Mobbing: cosa dice la Cassazione

Dalla sentenza 22393/2012 della Cassazione possiamo dedurre che «per mobbing si intende comunemente una condotta del datore di lavoro o del superiore gerarchico, sistematica e protratta nel tempo, tenuta nei confronti del lavoratore nell’ambiente di lavoro, che si risolve in sistematici e reiterati comportamenti ostili che finiscono per assumere forme di prevaricazione o di persecuzione psicologica, da cui può conseguire la mortificazione morale e l’emarginazione del dipendente, con effetto lesivo del suo equilibrio fisiopsichico e del complesso della sua personalità».
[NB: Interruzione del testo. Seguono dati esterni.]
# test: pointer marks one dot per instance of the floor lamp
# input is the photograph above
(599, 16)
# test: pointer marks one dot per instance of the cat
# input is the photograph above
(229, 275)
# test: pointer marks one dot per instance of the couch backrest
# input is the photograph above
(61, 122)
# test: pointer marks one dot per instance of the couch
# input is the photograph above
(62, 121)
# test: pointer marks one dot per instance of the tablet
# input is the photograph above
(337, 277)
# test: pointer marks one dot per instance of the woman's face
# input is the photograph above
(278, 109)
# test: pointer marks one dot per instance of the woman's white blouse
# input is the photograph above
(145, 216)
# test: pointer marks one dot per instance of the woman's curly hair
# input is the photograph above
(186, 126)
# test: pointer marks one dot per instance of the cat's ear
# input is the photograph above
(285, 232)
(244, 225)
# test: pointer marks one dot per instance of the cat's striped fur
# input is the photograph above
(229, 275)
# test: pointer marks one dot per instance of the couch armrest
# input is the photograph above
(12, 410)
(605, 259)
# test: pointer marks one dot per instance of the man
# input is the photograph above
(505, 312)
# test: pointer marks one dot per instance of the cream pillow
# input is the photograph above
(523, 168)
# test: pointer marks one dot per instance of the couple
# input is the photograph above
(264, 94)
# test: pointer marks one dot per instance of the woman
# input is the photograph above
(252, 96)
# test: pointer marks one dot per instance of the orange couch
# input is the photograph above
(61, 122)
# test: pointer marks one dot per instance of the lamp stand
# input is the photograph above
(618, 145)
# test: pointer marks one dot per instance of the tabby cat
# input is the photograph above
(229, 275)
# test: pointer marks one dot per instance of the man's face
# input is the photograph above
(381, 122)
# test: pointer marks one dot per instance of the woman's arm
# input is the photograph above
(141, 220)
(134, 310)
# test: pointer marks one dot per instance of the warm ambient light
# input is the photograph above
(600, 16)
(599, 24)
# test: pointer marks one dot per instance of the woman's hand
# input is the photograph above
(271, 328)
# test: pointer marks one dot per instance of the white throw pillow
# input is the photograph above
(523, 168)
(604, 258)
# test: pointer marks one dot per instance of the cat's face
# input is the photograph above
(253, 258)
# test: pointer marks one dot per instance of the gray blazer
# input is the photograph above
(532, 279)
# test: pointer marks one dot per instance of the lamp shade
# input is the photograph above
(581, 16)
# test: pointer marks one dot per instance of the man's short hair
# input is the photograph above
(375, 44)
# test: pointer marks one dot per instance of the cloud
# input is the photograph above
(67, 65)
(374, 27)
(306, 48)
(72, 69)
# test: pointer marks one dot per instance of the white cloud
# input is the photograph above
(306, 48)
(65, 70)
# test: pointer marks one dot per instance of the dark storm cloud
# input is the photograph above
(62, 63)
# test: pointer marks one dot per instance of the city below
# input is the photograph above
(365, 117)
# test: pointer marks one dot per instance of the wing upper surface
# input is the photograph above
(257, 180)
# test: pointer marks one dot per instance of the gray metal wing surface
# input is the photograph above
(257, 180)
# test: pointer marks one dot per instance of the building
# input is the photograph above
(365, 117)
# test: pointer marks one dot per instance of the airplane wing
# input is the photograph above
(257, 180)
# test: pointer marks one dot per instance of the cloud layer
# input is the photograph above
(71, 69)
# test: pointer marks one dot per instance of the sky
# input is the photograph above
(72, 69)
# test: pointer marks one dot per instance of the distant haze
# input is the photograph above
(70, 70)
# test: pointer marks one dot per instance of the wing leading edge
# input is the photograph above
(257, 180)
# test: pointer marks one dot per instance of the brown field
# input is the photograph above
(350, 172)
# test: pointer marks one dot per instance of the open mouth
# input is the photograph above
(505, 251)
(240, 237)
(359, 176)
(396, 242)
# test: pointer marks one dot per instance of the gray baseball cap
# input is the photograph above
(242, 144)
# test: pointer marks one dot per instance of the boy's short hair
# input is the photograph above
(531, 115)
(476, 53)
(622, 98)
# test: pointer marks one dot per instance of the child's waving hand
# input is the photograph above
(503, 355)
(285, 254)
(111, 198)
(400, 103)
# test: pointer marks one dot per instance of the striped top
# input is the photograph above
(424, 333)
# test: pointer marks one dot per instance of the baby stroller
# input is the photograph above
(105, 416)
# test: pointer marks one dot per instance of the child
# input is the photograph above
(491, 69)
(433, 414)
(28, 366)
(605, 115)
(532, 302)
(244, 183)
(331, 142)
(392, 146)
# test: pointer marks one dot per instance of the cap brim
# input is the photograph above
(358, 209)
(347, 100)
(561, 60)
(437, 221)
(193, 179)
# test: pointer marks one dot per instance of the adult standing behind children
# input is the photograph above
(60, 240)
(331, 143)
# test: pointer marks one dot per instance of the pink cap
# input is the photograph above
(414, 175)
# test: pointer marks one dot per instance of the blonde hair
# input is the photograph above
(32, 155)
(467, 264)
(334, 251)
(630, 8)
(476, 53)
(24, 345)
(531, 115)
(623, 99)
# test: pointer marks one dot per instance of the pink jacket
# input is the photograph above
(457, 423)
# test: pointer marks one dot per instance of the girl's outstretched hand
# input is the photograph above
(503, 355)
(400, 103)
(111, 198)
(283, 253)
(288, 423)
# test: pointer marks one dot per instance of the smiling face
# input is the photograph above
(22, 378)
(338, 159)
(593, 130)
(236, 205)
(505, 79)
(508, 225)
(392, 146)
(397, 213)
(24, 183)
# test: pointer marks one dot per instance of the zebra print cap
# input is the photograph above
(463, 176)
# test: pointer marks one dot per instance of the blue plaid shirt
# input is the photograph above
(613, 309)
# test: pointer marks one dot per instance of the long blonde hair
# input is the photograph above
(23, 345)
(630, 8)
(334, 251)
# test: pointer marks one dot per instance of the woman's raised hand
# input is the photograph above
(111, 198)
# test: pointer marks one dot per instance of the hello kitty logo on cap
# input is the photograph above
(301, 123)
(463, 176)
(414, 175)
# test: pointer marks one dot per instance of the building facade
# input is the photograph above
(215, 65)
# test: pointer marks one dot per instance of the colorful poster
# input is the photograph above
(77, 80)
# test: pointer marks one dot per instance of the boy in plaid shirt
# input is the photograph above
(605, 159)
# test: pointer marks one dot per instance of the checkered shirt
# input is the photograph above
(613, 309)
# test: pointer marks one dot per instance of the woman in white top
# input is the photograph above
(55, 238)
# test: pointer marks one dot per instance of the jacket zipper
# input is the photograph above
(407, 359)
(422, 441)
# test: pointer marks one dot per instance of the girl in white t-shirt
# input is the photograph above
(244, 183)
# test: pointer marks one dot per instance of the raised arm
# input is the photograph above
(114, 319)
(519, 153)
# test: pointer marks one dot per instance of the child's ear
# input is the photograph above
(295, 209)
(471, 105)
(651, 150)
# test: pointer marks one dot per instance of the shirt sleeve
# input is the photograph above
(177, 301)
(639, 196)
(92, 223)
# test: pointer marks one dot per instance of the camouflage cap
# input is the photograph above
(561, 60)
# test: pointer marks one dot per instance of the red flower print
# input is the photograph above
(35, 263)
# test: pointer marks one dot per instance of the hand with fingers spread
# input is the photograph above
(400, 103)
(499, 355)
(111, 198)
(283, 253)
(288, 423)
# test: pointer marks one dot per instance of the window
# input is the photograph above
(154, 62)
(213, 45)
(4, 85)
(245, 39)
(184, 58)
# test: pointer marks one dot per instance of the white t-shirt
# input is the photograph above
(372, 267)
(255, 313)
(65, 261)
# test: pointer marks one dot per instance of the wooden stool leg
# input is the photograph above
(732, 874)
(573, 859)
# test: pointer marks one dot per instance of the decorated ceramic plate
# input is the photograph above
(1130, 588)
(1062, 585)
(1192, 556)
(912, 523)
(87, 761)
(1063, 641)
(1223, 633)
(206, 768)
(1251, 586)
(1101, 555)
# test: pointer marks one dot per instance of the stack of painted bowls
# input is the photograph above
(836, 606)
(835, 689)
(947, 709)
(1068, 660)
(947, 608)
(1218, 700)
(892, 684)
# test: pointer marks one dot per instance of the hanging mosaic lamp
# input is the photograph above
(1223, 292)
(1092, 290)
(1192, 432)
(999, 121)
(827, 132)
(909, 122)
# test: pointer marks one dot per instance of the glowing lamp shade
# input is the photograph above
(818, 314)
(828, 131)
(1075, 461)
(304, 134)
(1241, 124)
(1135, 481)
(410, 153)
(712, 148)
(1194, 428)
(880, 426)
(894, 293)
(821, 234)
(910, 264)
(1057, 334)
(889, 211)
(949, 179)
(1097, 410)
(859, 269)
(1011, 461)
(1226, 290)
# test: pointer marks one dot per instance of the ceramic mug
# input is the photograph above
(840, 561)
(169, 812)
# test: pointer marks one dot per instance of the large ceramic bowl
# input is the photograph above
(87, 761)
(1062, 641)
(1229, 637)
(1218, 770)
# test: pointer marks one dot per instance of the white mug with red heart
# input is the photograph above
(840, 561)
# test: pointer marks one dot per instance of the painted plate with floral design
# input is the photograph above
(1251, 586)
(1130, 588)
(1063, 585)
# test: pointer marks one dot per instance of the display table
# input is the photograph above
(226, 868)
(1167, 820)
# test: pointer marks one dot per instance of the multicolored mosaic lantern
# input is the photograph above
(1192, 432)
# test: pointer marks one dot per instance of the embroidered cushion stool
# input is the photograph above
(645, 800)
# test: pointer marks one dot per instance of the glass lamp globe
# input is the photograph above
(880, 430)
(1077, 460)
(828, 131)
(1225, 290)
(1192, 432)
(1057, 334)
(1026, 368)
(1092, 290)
Il mobbing richiede quindi o la condotta diretta del datore di lavoro, che a norma dell’articolo 2087 c.c. è tenuto ad adottare nell’esercizio dell’impresa le misure che sono necessarie a tutelare l’integrità fisica e la personalità morale dei prestatori di lavoro, oppure la condotta indiretta di un altro lavoratore e la conseguente colpevole inerzia del datore di lavoro.

La vicenda

Nel caso di specie, il ricorrente ravvisa non solo il mobbing indiretto, a causa delle parole ingiuriose subite dal consigliere delegato e dal responsabile dello stabilimento, ma anche quello indiretto, a causa delle sanzioni comminategli dal datore di lavoro per il suo rifiuto di svolgere mansioni che egli giudicava incompatibili con il suo stato di salute.

Il giudice ha giudicato il ricorso infondato.

Primariamente va detto che l’elemento soggettivo della persecuzione degli atti ai suoi danni non sembra potere configurare la fattispecie giuridica del mobbing.

Niente mobbing senza “persecuzione”

A norma della sentenza 815/2012 del Consiglio di Stato va ricordato che «la sussistenza di condotte mobbizzanti deve essere qualificata dall’accertamento di precipue finalità persecutorie o discriminatorie, poiché proprio l’elemento soggettivo finalistico consente di cogliere in uno o più provvedimenti e comportamenti quel disegno unitario teso alla dequalificazione, svalutazione, emarginazione del lavoratore pubblico dal contesto organizzativo nel quale è inserito imprescindibile ai fini dell’enucleazione del mobbing».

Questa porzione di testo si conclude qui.